Le bal des vipères, Horacio Castellanos Moya

Clément Solym - 02.05.2008

Livre - bal - viperes - Horacio


Avez-vous jamais rêvé de Meduse (ou Gorgo) ? Si, cette créature mythologique aux cheveux de vipères qui pétrifiait de son regard d’acier les héros trop téméraires – et surtout passablement décérébrés – qui s’approchaient de son antre. Sauf le dernier en date, dont le nom m’échappe pour le moment, et que j’ai la flemme de chercher sur Wikipédia, qui lui fit le coup qui rendra célèbre la sorcière de Blanche-Neige : Miroir, mon beau miroir, dis-moi que je suis la plus belle.
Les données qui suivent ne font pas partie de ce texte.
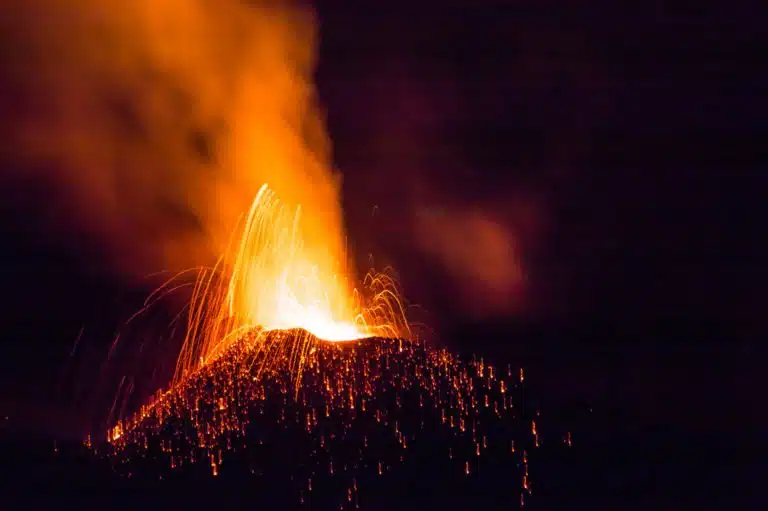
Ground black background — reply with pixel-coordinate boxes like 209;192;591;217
0;1;767;503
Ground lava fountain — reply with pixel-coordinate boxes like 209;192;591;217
168;184;410;388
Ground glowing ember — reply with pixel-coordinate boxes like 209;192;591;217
100;331;540;509
156;185;410;381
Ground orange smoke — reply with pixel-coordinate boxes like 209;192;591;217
416;206;525;316
0;0;347;284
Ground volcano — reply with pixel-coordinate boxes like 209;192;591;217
85;331;552;509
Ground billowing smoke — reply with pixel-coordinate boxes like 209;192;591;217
0;0;343;275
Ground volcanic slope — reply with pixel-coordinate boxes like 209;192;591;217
99;331;540;509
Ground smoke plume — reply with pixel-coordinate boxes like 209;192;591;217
0;0;343;275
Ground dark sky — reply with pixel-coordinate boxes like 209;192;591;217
0;2;768;442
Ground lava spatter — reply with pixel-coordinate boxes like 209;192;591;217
99;331;539;509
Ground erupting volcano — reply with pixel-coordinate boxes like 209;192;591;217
166;185;410;388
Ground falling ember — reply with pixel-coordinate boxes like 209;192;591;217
97;336;552;507
166;184;410;390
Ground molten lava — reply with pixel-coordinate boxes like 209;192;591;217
169;184;410;380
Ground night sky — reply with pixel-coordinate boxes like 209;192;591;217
0;1;768;508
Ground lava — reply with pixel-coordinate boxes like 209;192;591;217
106;330;538;509
145;184;411;388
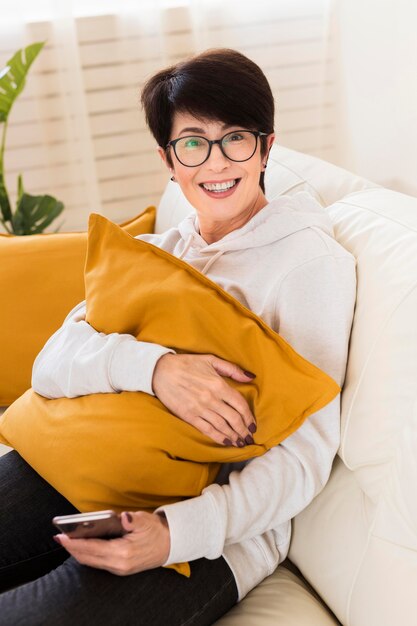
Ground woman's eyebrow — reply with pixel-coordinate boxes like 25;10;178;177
178;124;231;135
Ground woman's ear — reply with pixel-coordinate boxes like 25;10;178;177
267;133;275;154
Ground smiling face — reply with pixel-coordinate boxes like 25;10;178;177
158;112;274;243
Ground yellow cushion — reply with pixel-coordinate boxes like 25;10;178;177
0;214;340;576
0;207;155;406
0;214;340;511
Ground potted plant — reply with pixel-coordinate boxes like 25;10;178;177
0;42;64;235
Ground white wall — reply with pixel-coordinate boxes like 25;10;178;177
332;0;417;196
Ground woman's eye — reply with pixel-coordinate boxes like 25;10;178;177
184;137;202;148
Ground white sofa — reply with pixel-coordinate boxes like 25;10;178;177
1;145;417;626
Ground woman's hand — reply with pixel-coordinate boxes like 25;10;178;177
55;511;171;576
152;353;256;447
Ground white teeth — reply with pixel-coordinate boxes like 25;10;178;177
203;180;236;191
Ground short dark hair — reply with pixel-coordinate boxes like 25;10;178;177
141;48;275;192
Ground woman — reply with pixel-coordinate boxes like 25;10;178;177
0;49;356;626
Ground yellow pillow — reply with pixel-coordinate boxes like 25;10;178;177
0;207;155;406
0;214;340;511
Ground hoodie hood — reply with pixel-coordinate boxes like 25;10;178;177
178;191;334;274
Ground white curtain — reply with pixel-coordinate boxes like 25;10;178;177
0;0;332;230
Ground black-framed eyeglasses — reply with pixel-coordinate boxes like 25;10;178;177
166;130;268;167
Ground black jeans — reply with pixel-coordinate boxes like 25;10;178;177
0;451;238;626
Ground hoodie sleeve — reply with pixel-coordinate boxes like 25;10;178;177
32;300;174;399
154;255;356;565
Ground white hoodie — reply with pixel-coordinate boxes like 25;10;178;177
32;192;356;600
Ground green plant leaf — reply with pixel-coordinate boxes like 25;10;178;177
12;192;64;235
0;41;46;122
0;171;12;222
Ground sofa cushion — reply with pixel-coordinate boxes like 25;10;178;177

Bref, les vipères, ça ne manque pas de charme, au contraire des hérissons qui ne manquent, eux, pas de piquant. Jacinto n’ignore probablement toute la justesse de ces brillantes réflexions liminaires, lorsqu’il rencontre Eduardo Sosa. Alors que le premier vit dans sa Chevrolet, le second est étudiant en sociologie, autant dire chômeur en devenir. Ou est-ce déjà le cas. Et Jacinto le fascine, lui qui vit chez sa sœur. Que cache-t-il dans sa Chevrolet impudiquement garée depuis plusieurs semaines à la même place ? Il n’existe qu’une seule chose pour le découvrir : prendre la place de Jacinto. Ce qui s’avère fort simple, la carotide de Jacinto n’opposant qu’une résistance symbolique lorsque la lame d’Eduardo lui tranche la gorge…

Et là, tout le monde s’accroche, la Terre va connaître le plus grand bouleversement depuis la disparition des dinosaures ou l’élection de Valérie Giscard d’Estaing. Deux faits qui n’ont aucun rapport l’un avec l’autre, en dépit de leur rapprochement syntaxique.

Eduardo effectue progressivement sa mutation pour entrer dans la peau d'un Jacinto dont il ignore tout, pour le modeler à l'image qu'il s'en fait. Accepté par Loli, Beti, Velntina et Carmela, il domestiquera les vipères au point qu'elles lui répondent quand il s'adresse à elles.

Peut alors commencer une virée dans la ville : une version ophidienne du joueur de flûte, où Eduardo en passe de devenir Jacinto, de créer sa propre imago de Jacinto va parcourir les rues, rencontrer la famille que Jacinto a abandonnée... et répandre dans la ville un chaos fantastique. Tout cela part d'une bonne intention cependant, n'ayez aucun doute à ce sujet.

Il répand la mort, devancé par ses quatre cavalières de l'Apocalypse, met la ville à feu et à sang, menace le président et le gouvernement du pays. Devenu le démon Jacinto, il se repait de cette désolation, qu'il n'a pas vraiment souhaitée, mais bon, on ne va pas se plaindre qu'il y ait un peu d'agitation. Le bal des vipères a commencé, et leur langue bifide joue une mélodie mortelle aux oreilles des concitoyens.

Tragie-comédie en quatre actes, roman halluciné ou crise de délire, voilà l'incontournable qui serpente et rampe silencieusement dans le panorama éditorial. Drôle, rapide à couper le souffle, soutenu par une traduction excellente (respect à Roberto Amutio...), voilà bien le livre à se procurer quand on aime tout ce qui est hors-norme.

Pour n'en révéler qu'une once, on vous raconterait bien cette scène de Sabbat où Jacinto s'accouple – littéralement – avec les vipères, au beau milieu d'une fourrière, après leur avoir donné à lécher un peu de cocaïne. Tout simplement. Et voilà qui donne une idée assez nette de totue l'originalité dont Horacio Castellanos Moya fait étalage. Roman fou, quête initiatique d'un étudiant en mal d'existence, Orphée à qui il ne manque que la lyre pour se rendre chez Hadès et s'apercevoir qu'il n'y a nulle Eurydice à sauver. Mais puisque l'on est là, autant profiter, non ?

Le découpage en quatre temps, durant lesquels on suit Jacinto, puis la police désoeuvrée, desemparée, enfin une journaliste, Rita, avant de revenir à Jacinto, multiplie les points de vue sur une situation qui échappe à tout contrôle. Rocambolesque et pétrie de bouffées délirantes.

Du quintet, évoluant vers le quatuor, à la mort de Valentina, qui, agrémentée de marie-juana, fera une excellente soupe, un breuvage mystique et magique, leur épopée en centre ville, et dans les bas-fonds d'une cité endormie vous embarque dans un autre monde. Plus besoin de quatrième dimension : Moya vous ouvre sa dimension. Où tout ne peut pas arriver. Où tout arrive. Surtout l'improbable.